Australia's chief scientist wants to make academic research publicly available

Dr Cathy Foley believes opening access to academic research will ramp up Australia's commercialisation efforts.
Written by Aimee Chanthadavong, Contributor on

Australia's chief scientist Dr Cathy Foley has proposed to make academic research openly and freely available, believing it will help unlock further in-country collaboration, commercialisation, and innovation.

"I've been saying research is the superpower to be able to make any society … to be able to weather any changes that come across us, and we've seen our fair share in the last few years," she said, speaking during the virtual Collaborate Innovate 2021 event.

"But what we have in Australia is about AU$12 billion … in research and yet to be able to read that, we're paying … between the order of AU$400 million to probably AU$600 million a year in order to be able to see this -- and it's only able to be read by people who are either paying for a page by page or a journal article by journal article, or being able to have a subscription through their organisation.

"If we're looking at what we're trying to achieve as a country, where we want to be evidence-based in all the decisions that we make, why is it then that research is only available through these paywalls … and so I was wondering could we actually envisage a scheme where we can use the funds that are in the system already, make them available to a central implementation body that negotiates agreements to have open access of research from all publishers, leading us to access research or journals," she continued.
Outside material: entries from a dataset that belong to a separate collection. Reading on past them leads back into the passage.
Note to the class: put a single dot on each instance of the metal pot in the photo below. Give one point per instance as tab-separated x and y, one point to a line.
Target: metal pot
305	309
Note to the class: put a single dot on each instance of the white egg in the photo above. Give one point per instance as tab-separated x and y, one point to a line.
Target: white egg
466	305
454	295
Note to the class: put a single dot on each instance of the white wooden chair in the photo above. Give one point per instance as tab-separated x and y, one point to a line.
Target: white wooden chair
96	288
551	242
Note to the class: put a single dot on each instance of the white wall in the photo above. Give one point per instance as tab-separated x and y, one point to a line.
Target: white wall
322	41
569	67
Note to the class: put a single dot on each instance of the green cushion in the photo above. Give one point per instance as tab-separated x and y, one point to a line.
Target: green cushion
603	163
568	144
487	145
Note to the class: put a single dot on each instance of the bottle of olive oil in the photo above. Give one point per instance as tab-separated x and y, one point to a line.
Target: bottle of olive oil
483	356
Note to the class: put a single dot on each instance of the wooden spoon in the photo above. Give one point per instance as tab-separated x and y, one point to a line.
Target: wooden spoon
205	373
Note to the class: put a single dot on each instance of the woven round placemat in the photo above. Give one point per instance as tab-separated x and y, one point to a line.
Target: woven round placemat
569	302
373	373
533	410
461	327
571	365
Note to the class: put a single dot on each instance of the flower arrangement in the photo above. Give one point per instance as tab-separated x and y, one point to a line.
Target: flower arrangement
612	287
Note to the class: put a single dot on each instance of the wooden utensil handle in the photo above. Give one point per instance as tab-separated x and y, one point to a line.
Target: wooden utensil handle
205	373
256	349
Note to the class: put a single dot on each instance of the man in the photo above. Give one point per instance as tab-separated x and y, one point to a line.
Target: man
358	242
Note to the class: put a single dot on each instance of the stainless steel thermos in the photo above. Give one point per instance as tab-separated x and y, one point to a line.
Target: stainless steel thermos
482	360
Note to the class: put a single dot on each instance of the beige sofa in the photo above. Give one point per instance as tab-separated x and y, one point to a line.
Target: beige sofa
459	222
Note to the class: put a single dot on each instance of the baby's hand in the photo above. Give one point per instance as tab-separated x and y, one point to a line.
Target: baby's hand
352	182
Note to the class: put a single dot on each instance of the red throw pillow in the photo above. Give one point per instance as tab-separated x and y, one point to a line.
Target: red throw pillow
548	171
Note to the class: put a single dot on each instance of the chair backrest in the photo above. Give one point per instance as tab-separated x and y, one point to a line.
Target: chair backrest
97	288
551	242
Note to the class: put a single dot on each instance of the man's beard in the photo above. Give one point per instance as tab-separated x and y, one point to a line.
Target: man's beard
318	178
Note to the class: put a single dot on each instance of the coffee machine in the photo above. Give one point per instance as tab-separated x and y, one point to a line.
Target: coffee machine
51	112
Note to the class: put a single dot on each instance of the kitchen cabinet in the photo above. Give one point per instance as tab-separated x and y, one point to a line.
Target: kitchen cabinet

Foley hopes that if such a scheme were to exist, it would mean that every person based in Australia -- from individuals, industry, government, and other researchers -- would be able to access research or academic information.

In addition, Foley said she wants to see Australian-led research papers be made available to the rest of the world too, highlighting that opening up access would help build stronger relationships between the research community and other sectors.

"If you think about the importance of scientific publication and peer review, it's absolutely critical to gain that trust … this is why I think open access is really important because we need to make sure that everyone understands what information comes from and can be trusted," she said.

The proposal of open access, says Foley, is currently undergoing the final stages of prospective analysis. Foley added she has already put forward a proposal to the National Science and Technology Council, who have been "very positive and are supporting it".